Here are a few pictures of our little guy.....we pick him up next week Tuesday. Our girls will get him for their christmas present when they wake up on Christmas morning! 

3 weeks old









5 weeks old









5 weeks old (one of my favorites!)









I will post more when we get him next week!


----------



## Dave (May 25, 2009)

He has a great color! Very shiny. 

What are you going to do with him between Tuesday and Christmas?


----------



## murphysmom (Dec 6, 2009)

he's going to stay at my boss's house (she's going with me to get him) and then on Wednesday I am home all day so I will go and pick him up in the morning. He will stay with me all day and then go back to my boss's house for the night. I will then go and get him (for good) on christmas eve (after the girlies go to bed). Finn and I will sleep downstairs christmas eve night until the girls come down the next morning. I hope it all works...unless my dh has other plans and gives the girls their christmas present early.


----------



## kendal (Jul 16, 2009)

lol you might find that a puppy crying on christmas eave will wake the girl early. 

you need to take some photos of fin with his bow on under the tree.


----------



## murphysmom (Dec 6, 2009)

yeah I've thought about him crying and waking the girls up. I keep going back and forth oh giving the girls Finn early (like on Tuesday night when they get home from school/daycare) or having him stay by my bosses house Tues and Wednesday nights. I just want them to be so surprised and have a wonderful christmas!
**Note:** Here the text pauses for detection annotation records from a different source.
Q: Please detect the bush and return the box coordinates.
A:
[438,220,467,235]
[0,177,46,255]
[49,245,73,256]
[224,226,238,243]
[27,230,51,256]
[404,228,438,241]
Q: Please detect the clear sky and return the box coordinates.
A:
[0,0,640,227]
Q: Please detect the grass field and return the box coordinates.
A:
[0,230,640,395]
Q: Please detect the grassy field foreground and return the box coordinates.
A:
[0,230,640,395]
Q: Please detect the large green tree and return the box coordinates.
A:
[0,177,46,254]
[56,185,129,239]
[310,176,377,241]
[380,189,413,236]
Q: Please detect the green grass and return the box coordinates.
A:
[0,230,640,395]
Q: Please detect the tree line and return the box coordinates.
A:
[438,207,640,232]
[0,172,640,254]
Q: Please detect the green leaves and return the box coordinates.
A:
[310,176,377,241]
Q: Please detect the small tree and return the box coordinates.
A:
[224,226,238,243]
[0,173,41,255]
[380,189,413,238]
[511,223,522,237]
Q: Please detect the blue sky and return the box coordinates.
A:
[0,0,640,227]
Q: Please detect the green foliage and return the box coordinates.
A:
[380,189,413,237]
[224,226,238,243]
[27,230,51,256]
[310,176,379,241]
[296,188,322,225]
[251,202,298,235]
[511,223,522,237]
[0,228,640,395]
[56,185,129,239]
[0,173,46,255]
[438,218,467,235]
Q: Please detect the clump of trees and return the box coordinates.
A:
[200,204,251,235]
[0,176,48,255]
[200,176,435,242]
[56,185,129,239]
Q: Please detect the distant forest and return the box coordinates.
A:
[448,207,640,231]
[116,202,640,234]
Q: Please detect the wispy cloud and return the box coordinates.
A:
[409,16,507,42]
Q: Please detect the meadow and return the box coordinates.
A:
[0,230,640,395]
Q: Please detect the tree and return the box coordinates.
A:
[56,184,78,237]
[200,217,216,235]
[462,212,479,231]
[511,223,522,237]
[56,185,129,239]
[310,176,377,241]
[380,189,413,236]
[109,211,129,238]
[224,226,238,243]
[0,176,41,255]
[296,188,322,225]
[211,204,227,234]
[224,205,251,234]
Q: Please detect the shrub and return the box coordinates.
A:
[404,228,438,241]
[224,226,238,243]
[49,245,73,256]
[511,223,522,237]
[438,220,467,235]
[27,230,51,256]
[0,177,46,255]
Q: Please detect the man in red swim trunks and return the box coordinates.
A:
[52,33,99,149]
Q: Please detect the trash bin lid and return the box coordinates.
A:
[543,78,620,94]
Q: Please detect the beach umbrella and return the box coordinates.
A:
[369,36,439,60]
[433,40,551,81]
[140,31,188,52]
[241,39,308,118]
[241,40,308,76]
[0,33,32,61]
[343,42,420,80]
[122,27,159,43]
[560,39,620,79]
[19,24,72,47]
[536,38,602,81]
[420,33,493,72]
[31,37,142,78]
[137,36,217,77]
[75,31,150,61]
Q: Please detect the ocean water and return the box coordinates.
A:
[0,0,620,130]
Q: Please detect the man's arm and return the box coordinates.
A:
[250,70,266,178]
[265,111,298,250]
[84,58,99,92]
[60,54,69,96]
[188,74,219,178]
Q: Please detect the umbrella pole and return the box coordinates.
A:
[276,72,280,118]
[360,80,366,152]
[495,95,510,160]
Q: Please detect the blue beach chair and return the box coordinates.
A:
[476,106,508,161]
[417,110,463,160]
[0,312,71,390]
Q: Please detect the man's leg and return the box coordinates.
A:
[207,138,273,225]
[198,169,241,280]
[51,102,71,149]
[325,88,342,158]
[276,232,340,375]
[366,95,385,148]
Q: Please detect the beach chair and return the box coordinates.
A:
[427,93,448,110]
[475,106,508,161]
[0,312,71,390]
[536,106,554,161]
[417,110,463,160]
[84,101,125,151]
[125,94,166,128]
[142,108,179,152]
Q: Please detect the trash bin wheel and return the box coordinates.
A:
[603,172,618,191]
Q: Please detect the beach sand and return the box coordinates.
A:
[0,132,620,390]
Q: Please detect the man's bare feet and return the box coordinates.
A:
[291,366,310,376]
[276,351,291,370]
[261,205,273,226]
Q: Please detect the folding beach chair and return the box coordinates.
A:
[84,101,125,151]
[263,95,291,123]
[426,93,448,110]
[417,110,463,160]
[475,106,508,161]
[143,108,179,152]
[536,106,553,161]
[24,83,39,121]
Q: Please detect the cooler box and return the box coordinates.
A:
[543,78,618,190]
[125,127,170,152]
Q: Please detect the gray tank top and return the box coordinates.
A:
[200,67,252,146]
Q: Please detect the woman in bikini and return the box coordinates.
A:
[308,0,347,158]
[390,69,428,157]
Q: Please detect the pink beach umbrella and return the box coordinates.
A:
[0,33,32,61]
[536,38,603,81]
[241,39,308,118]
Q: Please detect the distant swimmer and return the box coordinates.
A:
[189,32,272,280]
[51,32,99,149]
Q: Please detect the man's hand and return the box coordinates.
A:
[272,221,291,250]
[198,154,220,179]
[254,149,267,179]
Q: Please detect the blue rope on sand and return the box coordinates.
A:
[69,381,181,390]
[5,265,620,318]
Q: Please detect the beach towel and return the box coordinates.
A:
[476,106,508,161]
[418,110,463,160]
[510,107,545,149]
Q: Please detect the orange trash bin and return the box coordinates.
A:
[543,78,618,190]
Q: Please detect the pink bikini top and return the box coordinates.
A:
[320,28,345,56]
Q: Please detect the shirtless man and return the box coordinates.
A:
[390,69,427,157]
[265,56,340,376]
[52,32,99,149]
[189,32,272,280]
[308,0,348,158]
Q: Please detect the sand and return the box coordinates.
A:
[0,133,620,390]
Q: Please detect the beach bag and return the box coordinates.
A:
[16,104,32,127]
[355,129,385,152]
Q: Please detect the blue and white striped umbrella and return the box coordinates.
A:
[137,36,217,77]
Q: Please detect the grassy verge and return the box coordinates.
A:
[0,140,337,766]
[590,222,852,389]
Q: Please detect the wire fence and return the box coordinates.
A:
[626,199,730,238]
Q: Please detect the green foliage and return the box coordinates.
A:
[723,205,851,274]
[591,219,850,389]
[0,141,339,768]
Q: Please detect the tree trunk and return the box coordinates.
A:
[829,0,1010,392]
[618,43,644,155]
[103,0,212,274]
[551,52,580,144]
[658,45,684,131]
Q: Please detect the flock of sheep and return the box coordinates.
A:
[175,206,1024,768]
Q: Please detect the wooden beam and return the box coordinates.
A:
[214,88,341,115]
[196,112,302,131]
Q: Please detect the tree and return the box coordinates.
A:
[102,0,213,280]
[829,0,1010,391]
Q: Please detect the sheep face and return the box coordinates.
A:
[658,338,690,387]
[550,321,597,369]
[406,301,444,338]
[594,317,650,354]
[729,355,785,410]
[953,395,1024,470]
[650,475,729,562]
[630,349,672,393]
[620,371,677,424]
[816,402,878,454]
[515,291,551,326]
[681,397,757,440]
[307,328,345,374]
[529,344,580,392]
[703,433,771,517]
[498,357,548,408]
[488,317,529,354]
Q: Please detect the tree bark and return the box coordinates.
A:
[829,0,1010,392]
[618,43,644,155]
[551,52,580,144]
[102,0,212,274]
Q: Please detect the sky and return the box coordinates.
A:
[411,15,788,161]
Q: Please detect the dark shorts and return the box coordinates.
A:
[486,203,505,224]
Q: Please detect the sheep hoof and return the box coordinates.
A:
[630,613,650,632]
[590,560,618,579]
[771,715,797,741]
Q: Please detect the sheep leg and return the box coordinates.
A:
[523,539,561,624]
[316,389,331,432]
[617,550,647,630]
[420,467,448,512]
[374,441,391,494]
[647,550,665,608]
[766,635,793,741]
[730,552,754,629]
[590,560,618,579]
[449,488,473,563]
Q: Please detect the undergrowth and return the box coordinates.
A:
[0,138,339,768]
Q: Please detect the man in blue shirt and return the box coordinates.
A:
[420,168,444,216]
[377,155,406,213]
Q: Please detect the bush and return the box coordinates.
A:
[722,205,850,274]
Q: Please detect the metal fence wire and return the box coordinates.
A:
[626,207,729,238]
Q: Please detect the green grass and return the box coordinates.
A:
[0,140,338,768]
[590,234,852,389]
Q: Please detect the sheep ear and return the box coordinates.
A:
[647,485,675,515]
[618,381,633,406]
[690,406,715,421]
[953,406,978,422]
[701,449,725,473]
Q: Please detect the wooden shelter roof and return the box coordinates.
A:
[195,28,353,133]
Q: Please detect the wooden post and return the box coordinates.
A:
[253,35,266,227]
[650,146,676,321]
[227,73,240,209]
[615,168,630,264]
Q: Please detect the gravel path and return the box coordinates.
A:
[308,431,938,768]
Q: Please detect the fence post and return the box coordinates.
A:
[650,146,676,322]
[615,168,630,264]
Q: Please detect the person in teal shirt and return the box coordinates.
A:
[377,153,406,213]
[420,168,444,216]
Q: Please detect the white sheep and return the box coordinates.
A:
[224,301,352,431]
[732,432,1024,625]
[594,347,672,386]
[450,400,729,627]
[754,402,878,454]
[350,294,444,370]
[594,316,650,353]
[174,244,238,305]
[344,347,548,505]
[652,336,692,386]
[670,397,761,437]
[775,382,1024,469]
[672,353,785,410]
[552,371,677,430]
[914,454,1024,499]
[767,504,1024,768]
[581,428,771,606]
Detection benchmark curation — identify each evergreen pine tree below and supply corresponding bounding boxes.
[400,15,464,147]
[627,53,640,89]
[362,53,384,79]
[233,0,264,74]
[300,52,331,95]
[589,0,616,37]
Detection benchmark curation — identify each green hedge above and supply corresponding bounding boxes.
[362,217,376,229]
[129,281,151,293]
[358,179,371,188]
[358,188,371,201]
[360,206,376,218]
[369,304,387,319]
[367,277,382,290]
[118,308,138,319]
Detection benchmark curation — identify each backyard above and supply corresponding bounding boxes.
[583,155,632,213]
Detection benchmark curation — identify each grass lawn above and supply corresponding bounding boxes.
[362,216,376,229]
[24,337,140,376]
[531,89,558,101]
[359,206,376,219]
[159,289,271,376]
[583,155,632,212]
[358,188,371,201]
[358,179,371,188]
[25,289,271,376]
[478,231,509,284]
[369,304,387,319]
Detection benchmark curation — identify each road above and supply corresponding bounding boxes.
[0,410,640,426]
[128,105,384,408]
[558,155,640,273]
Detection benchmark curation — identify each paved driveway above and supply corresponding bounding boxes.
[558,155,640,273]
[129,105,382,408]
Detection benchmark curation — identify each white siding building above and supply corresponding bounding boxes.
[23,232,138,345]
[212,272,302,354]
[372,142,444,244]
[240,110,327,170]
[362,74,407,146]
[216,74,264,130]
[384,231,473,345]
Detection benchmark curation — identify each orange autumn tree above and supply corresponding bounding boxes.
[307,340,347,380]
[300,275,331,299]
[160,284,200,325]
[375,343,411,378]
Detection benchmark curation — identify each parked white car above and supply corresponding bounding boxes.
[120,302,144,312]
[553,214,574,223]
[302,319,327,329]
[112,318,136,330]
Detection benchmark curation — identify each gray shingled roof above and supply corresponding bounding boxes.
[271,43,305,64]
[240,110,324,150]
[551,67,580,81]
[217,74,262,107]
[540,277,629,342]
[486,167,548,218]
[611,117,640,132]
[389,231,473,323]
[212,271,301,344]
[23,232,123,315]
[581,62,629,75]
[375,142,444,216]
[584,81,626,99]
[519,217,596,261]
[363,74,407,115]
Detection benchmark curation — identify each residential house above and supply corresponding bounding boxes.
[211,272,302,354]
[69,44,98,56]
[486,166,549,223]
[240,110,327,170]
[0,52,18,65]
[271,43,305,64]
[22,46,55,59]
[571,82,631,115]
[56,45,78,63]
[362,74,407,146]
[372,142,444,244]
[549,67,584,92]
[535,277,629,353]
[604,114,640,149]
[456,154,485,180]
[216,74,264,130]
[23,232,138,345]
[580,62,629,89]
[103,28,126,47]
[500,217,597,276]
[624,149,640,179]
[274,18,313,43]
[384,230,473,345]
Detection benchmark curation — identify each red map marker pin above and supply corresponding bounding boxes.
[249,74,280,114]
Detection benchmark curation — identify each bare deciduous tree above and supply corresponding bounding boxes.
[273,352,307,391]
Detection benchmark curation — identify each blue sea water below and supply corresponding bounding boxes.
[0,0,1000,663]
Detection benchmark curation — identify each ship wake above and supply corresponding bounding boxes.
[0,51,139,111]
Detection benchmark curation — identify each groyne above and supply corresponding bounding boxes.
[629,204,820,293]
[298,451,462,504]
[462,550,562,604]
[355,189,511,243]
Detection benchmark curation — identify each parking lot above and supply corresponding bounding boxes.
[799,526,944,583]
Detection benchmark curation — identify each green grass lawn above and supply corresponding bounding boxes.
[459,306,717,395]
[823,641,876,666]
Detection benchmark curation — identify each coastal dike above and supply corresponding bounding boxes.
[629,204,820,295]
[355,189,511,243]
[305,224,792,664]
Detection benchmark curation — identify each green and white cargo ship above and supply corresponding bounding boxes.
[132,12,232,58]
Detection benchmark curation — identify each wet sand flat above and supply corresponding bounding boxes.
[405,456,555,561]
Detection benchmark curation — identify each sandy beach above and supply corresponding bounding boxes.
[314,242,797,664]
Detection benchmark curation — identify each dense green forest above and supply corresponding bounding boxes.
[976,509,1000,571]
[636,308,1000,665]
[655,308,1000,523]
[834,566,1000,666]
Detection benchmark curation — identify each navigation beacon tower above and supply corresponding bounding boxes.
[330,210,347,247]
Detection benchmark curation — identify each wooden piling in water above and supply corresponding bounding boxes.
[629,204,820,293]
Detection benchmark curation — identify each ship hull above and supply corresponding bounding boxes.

Whichever we decide will work out perfectly I'm sure!


----------



## Dave (May 25, 2009)

Maybe you could try leaving a television on or something that will drown the sound of the crying out.


----------



## murphysmom (Dec 6, 2009)

I will be sleeping by him (even if I'm sleeping on the floor). I will most likely leave the tv on or some soft music going for a little bit of noise. I really don't think that they would hear him with their doors closed and upstairs, but ya never know they have surprised me on more than one occasion. lol!


----------



## Dave (May 25, 2009)

finnsmom said:


> I will be sleeping by him (even if I'm sleeping on the floor). I will most likely leave the tv on or some soft music going for a little bit of noise. I really don't think that they would hear him with their doors closed and upstairs, but ya never know they have surprised me on more than one occasion. lol!


Well even if they do hear him, I guess it won't be too bad. They'll still be surprised.


----------



## murphysmom (Dec 6, 2009)

wrong thread.


----------